I like to tell people that I had recognised the supreme silliness of believing in something that could never ever be proven, but in all honesty I have to admit that I rejected their religion because a system of belief that relates humanity to an order of existence intended to explain the meaning and origin of life in the Universe cannot be solely based on how good the Peshwari Naan and Chicken Balti is in The Golden Raj Indian Restaurant on the High Street.

But thinking about it, the real reason I didn’t buy into their religion was because of their irrational hatred for almost every other religious movement. They hated the Mormons, the Muslims, the Seventh Day Evangelists, the Lutherans, the Anglicans, the Anabaptists, the Pentecostalists, the Adventists, the Quakers, the Amish, the Methodists, the Calvinists, the Budhists, the Hindus, the Presbyterians and especially the Catholics. They even hated the other Baptist Church in the village because it didn’t follow their strict guidelines.

Now that is a lot of hate. As I said before I am an atheist, but I don’t hate any group of people because they have different ideals to mine. In fact there are only two things in life that I genuinely hate and they are gooseberries and tripe.

Three if you count Downton Abbey.

And there was me thinking that religion was all about love.

But I’m digressing. Let’s get back to that letter.

The editor of The Marham News took the letter from me and said “I’ll photocopy this idiot’s letter and give you a copy. I’m going to print it but I want you to write a reply, which I will publish alongside it in next month’s issue.”

“I’m not going to apologise,” I said.

“I don’t want you to apologise. I just want a balanced view.”

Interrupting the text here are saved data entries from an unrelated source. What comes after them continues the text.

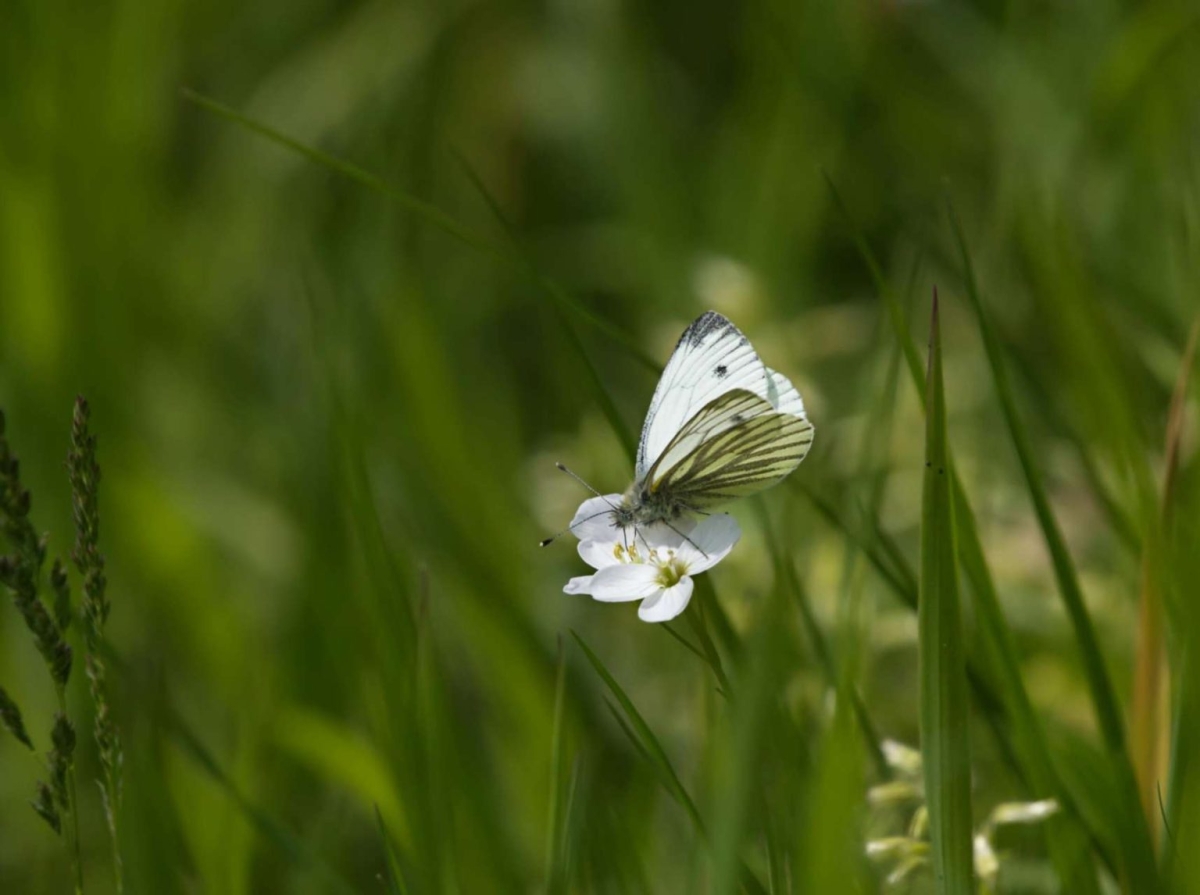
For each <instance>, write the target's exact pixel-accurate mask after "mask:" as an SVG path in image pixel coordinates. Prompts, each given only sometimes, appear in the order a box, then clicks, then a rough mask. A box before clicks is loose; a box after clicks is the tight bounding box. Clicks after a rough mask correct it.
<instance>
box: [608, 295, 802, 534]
mask: <svg viewBox="0 0 1200 895" xmlns="http://www.w3.org/2000/svg"><path fill="white" fill-rule="evenodd" d="M811 443H812V425H811V424H810V422H809V420H808V416H806V414H805V410H804V402H803V401H802V400H800V396H799V394H798V392H797V390H796V388H794V386H793V385H792V384H791V383H790V382H788V380H787V378H786V377H784V376H782V374H780V373H776V372H775V371H774V370H772V368H770V367H767V366H766V365H764V364H763V362H762V360H761V359H760V358H758V355H757V353H756V352H755V350H754V348H752V347H751V346H750V342H749V340H748V338H746V337H745V336H744V335H742V332H740V331H739V330H738V328H737V326H734V325H733V324H732V323H731V322H730V320H728V319H726V318H725V317H722V316H721V314H719V313H716V312H715V311H709V312H707V313H704V314H702V316H701V317H700V318H697V319H696V320H695V322H692V324H691V325H690V326H689V328H688V329H686V330H685V331H684V334H683V336H682V337H680V338H679V342H678V344H677V346H676V349H674V353H673V354H672V355H671V360H670V361H668V362H667V366H666V368H665V370H664V372H662V379H661V380H660V382H659V385H658V389H655V392H654V397H653V398H652V401H650V408H649V412H648V413H647V416H646V424H644V425H643V427H642V437H641V440H640V442H638V449H637V469H636V479H635V481H634V483H632V485H631V486H630V488H629V491H626V492H625V494H624V497H623V498H622V500H620V503H619V504H618V505H616V506H614V507H613V509H612V511H611V517H612V521H613V523H614V524H616V525H618V527H620V528H624V529H629V528H634V529H636V528H637V527H640V525H654V524H658V523H665V524H667V525H670V524H672V523H674V522H678V521H680V519H684V518H688V517H690V516H692V515H695V513H706V512H707V511H708V510H709V509H710V507H714V506H718V505H720V504H724V503H726V501H728V500H732V499H734V498H738V497H744V495H746V494H751V493H754V492H757V491H761V489H763V488H767V487H769V486H770V485H774V483H775V482H778V481H780V480H781V479H784V477H785V476H786V475H788V474H790V473H791V471H792V470H793V469H794V468H796V467H797V465H798V464H799V463H800V461H802V459H803V458H804V456H805V455H806V453H808V450H809V446H810V445H811Z"/></svg>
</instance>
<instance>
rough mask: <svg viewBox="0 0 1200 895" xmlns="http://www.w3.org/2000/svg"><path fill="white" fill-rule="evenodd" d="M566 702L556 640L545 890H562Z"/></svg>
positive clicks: (554, 673)
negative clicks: (564, 730)
mask: <svg viewBox="0 0 1200 895" xmlns="http://www.w3.org/2000/svg"><path fill="white" fill-rule="evenodd" d="M565 703H566V651H565V650H564V649H563V638H562V636H559V639H558V667H557V669H556V672H554V721H553V727H552V733H551V738H550V805H548V807H547V811H546V815H547V822H546V870H545V879H546V891H547V893H554V891H560V890H562V889H563V883H564V876H565V875H564V872H563V848H562V847H563V840H564V837H563V830H562V829H560V827H562V818H563V812H564V810H565V806H566V791H565V786H566V782H568V781H566V774H564V768H563V763H564V758H563V756H564V753H565V750H564V746H563V717H564V705H565Z"/></svg>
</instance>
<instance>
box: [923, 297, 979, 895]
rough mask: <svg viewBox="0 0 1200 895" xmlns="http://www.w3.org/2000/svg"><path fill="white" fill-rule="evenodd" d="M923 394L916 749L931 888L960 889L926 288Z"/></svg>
mask: <svg viewBox="0 0 1200 895" xmlns="http://www.w3.org/2000/svg"><path fill="white" fill-rule="evenodd" d="M926 382H928V385H926V398H925V420H926V422H925V488H924V497H923V499H922V504H920V599H919V602H918V606H917V614H918V624H919V648H918V653H919V663H920V752H922V758H923V765H924V769H925V804H926V805H928V807H929V830H930V841H931V842H932V854H931V865H932V871H934V890H935V891H936V893H938V895H942V894H943V893H948V894H949V895H967V894H968V893H971V891H973V890H974V884H973V872H972V847H971V839H972V836H971V833H972V817H971V745H970V737H968V735H967V727H968V723H970V717H968V714H967V683H966V659H965V657H964V645H962V624H961V621H960V618H959V617H960V611H959V573H958V551H956V549H955V528H954V500H953V499H952V497H950V485H949V481H950V476H949V452H948V451H947V449H946V440H947V434H946V386H944V384H943V372H942V334H941V326H940V325H938V316H937V293H934V316H932V323H931V324H930V336H929V373H928V380H926Z"/></svg>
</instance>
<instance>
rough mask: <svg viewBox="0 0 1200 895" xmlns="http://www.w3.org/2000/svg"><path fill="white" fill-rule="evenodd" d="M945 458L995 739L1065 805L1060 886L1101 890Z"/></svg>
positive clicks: (1039, 794) (903, 338) (895, 316)
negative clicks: (981, 650) (986, 671)
mask: <svg viewBox="0 0 1200 895" xmlns="http://www.w3.org/2000/svg"><path fill="white" fill-rule="evenodd" d="M826 181H827V184H828V186H829V190H830V192H832V193H833V198H834V205H835V206H836V208H838V209H839V211H840V214H841V215H842V217H844V218H845V221H846V224H847V227H848V228H850V230H851V233H852V234H853V239H854V245H856V246H857V248H858V251H859V254H860V257H862V258H863V262H864V264H865V265H866V268H868V270H869V271H870V274H871V278H872V280H874V282H875V287H876V290H877V292H878V294H880V298H881V299H882V300H883V301H884V304H886V305H887V307H888V312H889V314H888V316H889V318H890V320H892V325H893V329H894V331H895V338H896V341H898V342H899V343H900V346H901V348H902V349H904V355H905V359H906V361H907V366H908V372H910V376H911V378H912V384H913V388H914V389H916V392H917V395H918V397H919V398H920V401H922V403H923V406H924V402H925V389H924V374H923V372H922V368H920V360H919V353H918V352H917V344H916V341H914V340H913V337H912V334H911V331H910V329H908V323H907V320H906V319H905V314H904V308H902V307H901V305H900V301H899V299H898V298H896V295H895V293H894V290H893V289H892V286H890V284H889V283H888V281H887V278H886V277H884V276H883V272H882V269H881V266H880V264H878V262H877V260H876V258H875V254H874V253H872V252H871V248H870V246H869V245H868V242H866V240H865V239H864V238H863V236H862V234H860V233H859V230H858V228H857V227H856V226H854V221H853V217H852V216H851V215H850V211H848V209H847V208H846V205H845V203H844V202H842V200H841V196H840V194H839V193H838V190H836V187H835V186H834V184H833V181H832V180H830V179H829V178H828V176H827V178H826ZM947 452H948V453H950V455H952V453H953V452H952V451H950V446H949V445H947ZM948 459H949V469H950V471H949V475H950V480H952V487H953V489H954V512H955V525H956V529H958V536H959V540H958V547H959V561H960V563H961V565H962V572H964V575H965V576H966V581H967V584H968V585H970V589H971V594H972V596H973V602H974V607H976V611H977V612H978V617H979V624H978V629H979V631H980V632H982V633H983V645H984V650H983V653H982V654H978V655H976V654H973V655H972V656H971V661H970V665H968V673H971V672H973V671H974V669H978V668H980V662H982V663H983V666H984V667H986V669H988V671H989V679H991V680H995V683H996V687H997V693H998V697H1000V698H1001V701H1002V705H1003V710H1004V715H1006V719H1007V721H1006V722H1004V723H1003V728H1002V729H1001V727H1000V726H997V725H996V723H994V725H992V729H994V731H995V732H996V734H997V741H998V743H1001V744H1002V746H1004V745H1007V744H1009V743H1010V744H1012V750H1013V753H1014V757H1018V759H1019V763H1020V768H1019V770H1020V773H1021V776H1022V777H1024V779H1025V780H1026V781H1027V786H1028V788H1030V792H1028V794H1030V795H1031V797H1033V798H1045V797H1048V795H1051V797H1054V798H1056V799H1058V800H1060V804H1061V805H1062V806H1063V809H1064V811H1063V812H1062V813H1061V815H1056V816H1055V817H1052V818H1050V819H1049V821H1048V822H1046V824H1045V831H1046V842H1048V848H1049V852H1050V857H1051V859H1052V860H1054V864H1055V870H1056V872H1057V875H1058V878H1060V882H1061V883H1062V885H1063V887H1064V890H1067V891H1070V893H1081V894H1082V895H1092V894H1096V893H1099V888H1098V883H1097V878H1096V871H1094V867H1093V866H1092V865H1091V861H1090V859H1088V857H1087V854H1086V852H1085V851H1084V847H1085V846H1084V836H1082V835H1081V834H1084V833H1086V839H1087V841H1090V842H1091V845H1092V847H1093V848H1094V849H1096V851H1097V853H1098V854H1099V855H1100V857H1102V858H1103V859H1104V861H1105V864H1108V866H1109V867H1110V869H1115V865H1116V861H1115V860H1114V857H1112V853H1111V851H1110V848H1109V847H1108V843H1106V842H1105V841H1104V840H1103V837H1100V835H1099V834H1098V831H1097V830H1096V829H1093V828H1092V827H1091V825H1088V824H1087V823H1086V822H1085V821H1084V818H1081V817H1080V815H1079V811H1078V806H1076V805H1075V799H1074V798H1073V797H1072V795H1070V787H1069V786H1067V783H1066V781H1064V780H1063V779H1062V776H1061V775H1060V773H1058V769H1057V767H1056V764H1055V761H1054V757H1052V755H1051V751H1050V741H1049V739H1048V737H1046V732H1045V728H1044V727H1043V723H1042V720H1040V719H1039V717H1038V716H1037V713H1036V711H1034V710H1033V702H1032V699H1031V698H1030V695H1028V691H1027V690H1026V687H1025V680H1024V678H1022V677H1021V667H1020V657H1019V655H1018V653H1016V641H1015V638H1014V636H1013V632H1012V629H1010V627H1009V625H1008V619H1007V618H1006V617H1004V613H1003V609H1002V608H1001V605H1000V595H998V593H997V591H996V585H995V582H994V581H992V577H991V571H990V569H989V566H988V559H986V554H985V553H984V549H983V543H982V541H980V540H979V533H978V527H977V524H976V518H974V511H973V510H972V507H971V503H970V500H968V499H967V494H966V491H965V488H964V487H962V482H961V480H960V479H959V475H958V470H956V469H955V468H954V462H953V456H950V457H948ZM972 689H973V690H974V692H976V696H977V698H978V697H979V695H980V687H979V686H978V685H973V687H972ZM986 717H988V719H989V721H991V720H992V717H994V716H992V715H991V714H989V715H986Z"/></svg>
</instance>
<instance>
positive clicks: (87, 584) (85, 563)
mask: <svg viewBox="0 0 1200 895" xmlns="http://www.w3.org/2000/svg"><path fill="white" fill-rule="evenodd" d="M90 418H91V409H90V407H89V406H88V402H86V401H85V400H84V398H83V397H78V398H76V404H74V415H73V419H72V425H71V451H70V453H68V455H67V473H68V475H70V477H71V498H72V505H73V510H74V512H73V516H74V527H76V542H74V551H73V552H72V554H71V555H72V559H73V560H74V564H76V569H78V570H79V575H80V576H83V601H82V605H80V607H79V608H80V617H82V620H83V633H84V644H85V647H86V651H85V655H84V666H85V668H86V672H88V684H89V692H90V693H91V702H92V709H94V711H95V737H96V746H97V749H98V750H100V768H101V775H102V776H101V780H100V792H101V797H102V800H103V804H104V822H106V824H107V827H108V835H109V841H110V845H112V849H113V875H114V882H115V887H116V891H118V894H120V893H122V891H124V890H125V873H124V865H122V863H121V840H120V835H119V833H118V817H119V815H120V810H121V768H122V765H124V763H125V755H124V752H122V750H121V737H120V734H119V733H118V729H116V723H115V721H114V720H113V714H112V708H110V707H109V702H108V668H107V665H106V661H104V625H106V624H107V621H108V613H109V611H110V609H112V603H110V602H109V599H108V579H107V578H106V576H104V557H103V555H102V554H101V552H100V464H98V463H97V462H96V437H95V436H94V434H92V433H91V431H90V427H89V421H90Z"/></svg>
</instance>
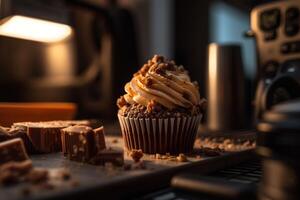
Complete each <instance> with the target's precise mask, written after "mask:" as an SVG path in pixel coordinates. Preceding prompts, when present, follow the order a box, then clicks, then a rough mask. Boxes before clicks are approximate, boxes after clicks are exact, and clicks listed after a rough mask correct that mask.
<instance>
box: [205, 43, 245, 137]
mask: <svg viewBox="0 0 300 200" xmlns="http://www.w3.org/2000/svg"><path fill="white" fill-rule="evenodd" d="M207 72H208V75H207V99H208V107H207V128H208V130H209V131H224V130H238V129H243V128H244V126H245V121H246V114H245V78H244V70H243V63H242V58H241V47H240V46H239V45H231V44H230V45H229V44H227V45H220V44H216V43H212V44H210V45H209V47H208V69H207Z"/></svg>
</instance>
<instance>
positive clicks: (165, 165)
mask: <svg viewBox="0 0 300 200" xmlns="http://www.w3.org/2000/svg"><path fill="white" fill-rule="evenodd" d="M116 141H117V142H116ZM106 143H107V146H111V147H113V148H114V149H120V150H122V149H123V146H124V145H123V140H122V138H121V137H119V136H107V137H106ZM250 151H252V150H251V149H250V150H249V149H248V150H244V151H240V152H235V153H224V155H222V156H217V157H200V158H199V157H195V156H188V162H179V161H174V160H168V159H165V160H162V159H155V158H153V156H150V155H144V157H143V158H142V160H143V162H144V164H145V166H146V168H145V169H131V170H124V169H123V168H122V167H111V166H95V165H89V164H85V163H80V162H75V161H70V160H68V159H67V158H65V157H64V156H63V155H62V154H61V153H54V154H44V155H32V156H31V159H32V161H33V165H34V166H35V167H45V168H49V169H56V168H66V169H68V170H70V172H71V175H72V178H71V181H67V182H66V183H63V184H60V185H59V186H58V187H55V189H53V190H42V191H41V190H33V192H31V194H30V196H24V194H23V192H22V191H23V190H24V188H26V187H28V185H27V184H25V183H24V184H19V185H17V186H10V187H1V188H0V199H1V200H2V199H5V200H16V199H29V198H33V199H47V198H55V199H58V198H63V199H68V198H67V197H71V196H72V195H73V196H75V195H76V193H78V195H79V194H80V192H84V191H91V192H95V191H97V192H98V193H99V195H100V193H101V188H110V189H113V188H116V189H118V190H119V191H120V192H121V190H123V192H132V191H131V190H130V188H132V187H131V186H134V187H135V189H136V192H138V190H139V189H141V190H145V187H147V186H146V185H147V184H148V185H149V187H148V188H149V189H150V188H151V187H153V188H155V187H160V185H159V184H161V185H164V184H166V183H167V182H168V181H169V180H170V178H171V176H173V175H174V174H175V173H178V172H181V171H184V170H189V169H197V170H198V171H203V172H204V171H207V172H208V171H212V170H213V169H215V168H216V169H217V168H221V167H224V166H225V165H229V162H228V159H229V160H233V161H234V160H236V161H238V160H241V159H246V158H247V156H249V152H250ZM241 155H243V156H241ZM124 158H125V163H126V164H133V161H132V159H131V158H130V157H129V156H128V155H127V153H126V152H124ZM230 162H231V161H230ZM214 163H215V164H214ZM150 179H151V181H150ZM147 181H148V182H147ZM74 183H78V185H77V184H74ZM140 183H143V184H144V186H143V187H140V186H139V184H140ZM128 184H132V185H131V186H130V185H128ZM151 184H152V185H151ZM74 185H76V186H74ZM103 192H107V191H104V190H103ZM133 192H134V191H133ZM98 193H97V194H98ZM90 194H91V193H90ZM97 194H96V193H95V194H93V196H95V195H97ZM131 194H132V193H131ZM131 194H130V193H129V194H128V195H129V196H130V195H131ZM107 195H109V193H108V194H106V196H107ZM112 196H114V197H115V198H117V197H118V198H119V197H120V195H119V194H116V193H114V194H113V195H112ZM121 196H126V194H122V195H121ZM72 199H74V198H72Z"/></svg>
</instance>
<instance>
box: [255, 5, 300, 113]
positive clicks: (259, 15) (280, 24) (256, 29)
mask: <svg viewBox="0 0 300 200" xmlns="http://www.w3.org/2000/svg"><path fill="white" fill-rule="evenodd" d="M251 29H252V31H253V33H254V35H255V38H256V43H257V53H258V69H257V72H258V73H257V74H258V76H257V79H258V85H257V91H256V99H255V101H256V102H255V103H256V117H257V118H261V115H262V113H263V112H264V111H267V110H269V109H270V108H271V107H272V106H273V105H276V104H278V103H280V102H284V101H287V100H291V99H295V98H299V97H300V1H296V0H291V1H279V2H275V3H270V4H265V5H261V6H258V7H256V8H255V9H253V11H252V12H251Z"/></svg>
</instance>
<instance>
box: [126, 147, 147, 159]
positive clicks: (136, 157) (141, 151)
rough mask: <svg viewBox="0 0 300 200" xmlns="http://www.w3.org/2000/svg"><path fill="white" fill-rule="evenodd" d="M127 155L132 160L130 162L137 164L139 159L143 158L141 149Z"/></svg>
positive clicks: (132, 152) (134, 151) (139, 149)
mask: <svg viewBox="0 0 300 200" xmlns="http://www.w3.org/2000/svg"><path fill="white" fill-rule="evenodd" d="M129 155H130V157H131V158H132V160H134V162H139V161H140V159H141V158H142V157H143V156H144V154H143V151H142V150H141V149H139V150H135V149H133V150H132V151H131V152H130V154H129Z"/></svg>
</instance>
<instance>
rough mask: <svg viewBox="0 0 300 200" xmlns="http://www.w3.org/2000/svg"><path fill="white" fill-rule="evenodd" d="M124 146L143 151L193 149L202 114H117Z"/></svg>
mask: <svg viewBox="0 0 300 200" xmlns="http://www.w3.org/2000/svg"><path fill="white" fill-rule="evenodd" d="M118 118H119V122H120V126H121V130H122V135H123V139H124V142H125V147H126V149H127V150H132V149H142V150H143V152H144V153H150V154H153V153H161V154H165V153H171V154H177V153H188V152H191V151H192V150H193V146H194V141H195V137H196V134H197V130H198V125H199V123H200V120H201V118H202V115H201V114H199V115H196V116H193V117H177V118H167V119H164V118H157V119H151V118H129V117H124V116H121V115H118Z"/></svg>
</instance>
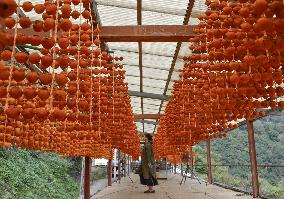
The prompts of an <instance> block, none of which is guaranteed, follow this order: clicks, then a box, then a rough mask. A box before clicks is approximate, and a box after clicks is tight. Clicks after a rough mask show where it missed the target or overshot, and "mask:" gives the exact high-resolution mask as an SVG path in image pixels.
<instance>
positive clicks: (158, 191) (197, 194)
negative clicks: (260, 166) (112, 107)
mask: <svg viewBox="0 0 284 199" xmlns="http://www.w3.org/2000/svg"><path fill="white" fill-rule="evenodd" d="M167 177H168V179H167V180H159V185H158V186H156V187H155V190H156V193H154V194H152V193H151V194H150V193H148V194H145V193H143V192H144V191H145V190H146V187H145V186H143V185H140V183H139V176H138V175H131V179H132V180H133V181H134V183H132V182H131V180H130V178H129V177H126V178H123V179H122V180H121V183H120V184H119V183H114V184H113V185H112V186H111V187H107V188H105V189H103V190H102V191H100V192H99V193H97V194H96V195H95V196H93V197H92V198H91V199H144V198H145V199H187V198H190V199H208V198H210V199H251V198H252V196H247V195H244V194H243V193H238V192H234V191H230V190H227V189H223V188H220V187H218V186H214V185H208V186H206V184H205V183H202V184H201V185H200V184H199V183H198V182H197V180H190V179H187V181H186V183H185V184H182V185H180V184H179V183H180V181H181V176H180V175H174V174H172V173H168V174H167Z"/></svg>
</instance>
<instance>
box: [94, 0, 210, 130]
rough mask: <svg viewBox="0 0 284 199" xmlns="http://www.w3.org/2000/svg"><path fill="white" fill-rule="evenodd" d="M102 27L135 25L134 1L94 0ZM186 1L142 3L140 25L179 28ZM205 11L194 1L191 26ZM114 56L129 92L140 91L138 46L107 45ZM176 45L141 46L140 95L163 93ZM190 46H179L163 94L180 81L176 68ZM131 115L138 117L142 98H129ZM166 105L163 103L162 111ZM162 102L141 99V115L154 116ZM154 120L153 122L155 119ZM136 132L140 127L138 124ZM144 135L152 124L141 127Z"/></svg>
mask: <svg viewBox="0 0 284 199" xmlns="http://www.w3.org/2000/svg"><path fill="white" fill-rule="evenodd" d="M95 2H96V4H97V8H98V11H99V15H100V19H101V22H102V25H103V26H119V25H137V0H96V1H95ZM188 3H189V1H188V0H155V1H153V0H143V1H142V25H182V24H183V21H184V17H185V14H186V10H187V6H188ZM205 10H206V6H205V0H199V1H195V4H194V6H193V10H192V13H191V14H192V15H191V18H190V19H189V24H190V25H195V24H198V22H199V21H198V19H197V17H198V16H199V15H200V14H203V13H204V12H205ZM107 45H108V47H109V49H110V50H113V51H114V53H115V56H122V57H124V60H123V62H122V63H123V65H124V66H125V70H126V81H127V82H128V85H129V90H131V91H140V71H139V49H138V44H137V43H126V42H124V43H123V42H121V43H120V42H117V43H107ZM176 46H177V43H176V42H173V43H162V42H161V43H159V42H157V43H152V42H149V43H142V53H143V54H142V62H143V63H142V70H143V92H146V93H153V94H160V95H162V94H163V93H164V90H165V86H166V82H167V79H168V76H169V70H170V68H171V65H172V61H173V56H174V54H175V50H176ZM188 47H189V43H188V42H185V43H182V46H181V49H180V52H179V54H178V58H177V60H176V63H175V67H174V69H173V73H172V75H171V77H170V80H169V85H168V89H167V92H166V94H167V95H171V94H172V93H171V92H172V87H173V82H174V81H175V80H178V79H179V72H178V70H179V69H182V68H183V65H184V62H183V57H184V56H188V55H190V54H191V52H190V50H189V48H188ZM131 99H132V103H131V104H132V106H133V107H134V108H133V109H134V113H135V114H137V113H139V114H141V112H142V111H141V98H140V97H133V96H132V97H131ZM166 104H167V102H164V103H163V104H162V109H161V112H162V113H163V112H164V110H165V107H166ZM160 105H161V100H155V99H149V98H144V99H143V107H144V114H157V113H159V107H160ZM154 121H155V120H154ZM137 127H138V129H139V131H142V130H143V125H142V124H141V123H137ZM144 127H145V129H144V130H145V132H148V131H154V128H155V125H152V124H144Z"/></svg>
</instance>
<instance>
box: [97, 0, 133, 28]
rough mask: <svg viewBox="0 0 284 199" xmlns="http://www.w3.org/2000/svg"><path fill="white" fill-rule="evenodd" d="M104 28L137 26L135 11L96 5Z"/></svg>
mask: <svg viewBox="0 0 284 199" xmlns="http://www.w3.org/2000/svg"><path fill="white" fill-rule="evenodd" d="M98 10H99V13H100V18H101V22H102V24H103V25H104V26H119V25H137V14H136V10H133V9H128V8H121V7H115V6H105V5H100V4H98Z"/></svg>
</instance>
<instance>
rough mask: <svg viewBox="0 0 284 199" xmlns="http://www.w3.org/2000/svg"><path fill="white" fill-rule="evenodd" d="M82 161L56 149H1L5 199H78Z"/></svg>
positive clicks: (2, 185) (1, 180) (78, 194)
mask: <svg viewBox="0 0 284 199" xmlns="http://www.w3.org/2000/svg"><path fill="white" fill-rule="evenodd" d="M78 172H80V161H78V160H76V159H68V158H61V157H59V156H58V155H55V154H52V153H40V152H35V151H30V150H23V149H15V148H11V149H9V150H4V149H0V198H1V199H12V198H13V199H77V197H78V195H79V187H80V186H79V183H78V180H76V179H77V178H78V175H79V174H78Z"/></svg>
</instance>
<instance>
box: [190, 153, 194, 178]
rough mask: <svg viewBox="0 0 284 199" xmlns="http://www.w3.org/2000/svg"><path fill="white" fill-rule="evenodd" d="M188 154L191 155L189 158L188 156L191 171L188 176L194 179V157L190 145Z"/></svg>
mask: <svg viewBox="0 0 284 199" xmlns="http://www.w3.org/2000/svg"><path fill="white" fill-rule="evenodd" d="M190 156H191V158H190V166H191V171H190V172H191V173H190V178H191V179H194V172H193V169H194V165H193V164H194V159H193V158H194V157H193V151H192V147H191V149H190Z"/></svg>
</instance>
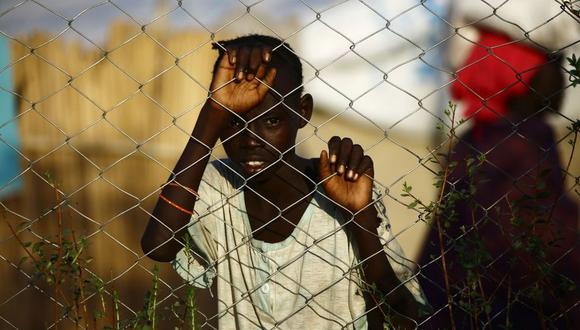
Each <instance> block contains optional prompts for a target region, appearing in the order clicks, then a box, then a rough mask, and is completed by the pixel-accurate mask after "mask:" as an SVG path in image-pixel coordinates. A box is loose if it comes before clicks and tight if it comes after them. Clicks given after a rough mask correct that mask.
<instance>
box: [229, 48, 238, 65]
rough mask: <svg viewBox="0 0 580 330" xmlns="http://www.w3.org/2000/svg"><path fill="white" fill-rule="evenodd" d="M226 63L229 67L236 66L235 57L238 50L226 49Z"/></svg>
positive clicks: (235, 58)
mask: <svg viewBox="0 0 580 330" xmlns="http://www.w3.org/2000/svg"><path fill="white" fill-rule="evenodd" d="M227 54H228V61H229V63H230V65H231V66H232V67H233V66H234V64H236V55H237V54H238V50H237V49H235V48H228V51H227Z"/></svg>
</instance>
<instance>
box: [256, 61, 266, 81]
mask: <svg viewBox="0 0 580 330" xmlns="http://www.w3.org/2000/svg"><path fill="white" fill-rule="evenodd" d="M265 75H266V66H265V65H264V64H261V65H260V66H259V67H258V70H256V78H258V79H260V80H263V79H264V76H265Z"/></svg>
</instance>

My reply went something like this,

Dear Cpl Wankstain,

I read your letter with interest and I have taken on board all of your comments about the episode of They Came From Outer Space that appeared in the December issue of The Marham News.

Whilst I sympathise with your views I can’t help thinking that if God does exist (as you believe he does) and He created us in His image then it must be logical to assume that He has a sense of humour and the ability to laugh at Himself.


Steve Mitchell

I never heard any more from him after my letter appeared next to his in the December issue of The Marham News.

Maybe – like a good Christian – he forgave me.